Charles A. Cutter - Rules for a Dictionary Catalogue / U. S. Bureau of Education Special Report on Public Libraries—Part II, Third Edition
Rules for a Dictionary Catalogue / U. S. Bureau of Education Special Report on Public Libraries—Part II, Third Edition
Charles A. Cutter
Description
WITH CORRECTIONS AND ADDITIONS AND AN ALPHABETICAL INDEX
Charles Ammi Cutter (March 14, 1837 – September 6, 1903) was an American librarian.

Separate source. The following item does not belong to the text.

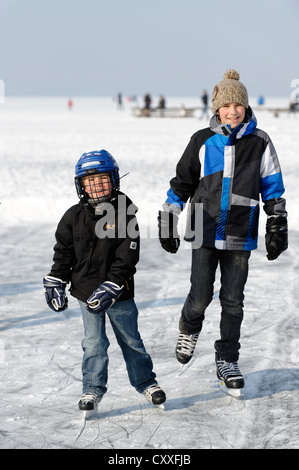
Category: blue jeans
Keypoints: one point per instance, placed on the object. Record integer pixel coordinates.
(123, 318)
(234, 272)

In 1876, Cutter was hired by the United States Bureau of Education to help write a report about the state of libraries for the Centennial. Part two of this report was his Rules for a Printed Dictionary Catalogue (1876). This catalog was included in the organization's publication Public Libraries in the United States of America: Their History, Condition, and Management. Cutter implemented many ideologies familiar to contemporary librarians during his time at the Athenaeum. Cutter introduced characteristic structures and philosophies such as inter-library loan and furnishing every book with a pouch in the rear to encase a card in order to keep track of the item's circulating status.
Cutter served as editor of Library Journal from 1891 to 1893. Of the many articles he wrote during this time, one of the most famous was an article called “The Buffalo Public Library in 1983”. In it, he wrote what he thought a library would be like one hundred years in the future. He spent a lot of time discussing practicalities, such as how the library arranged adequate lighting and controlled moisture in the air to preserve the books.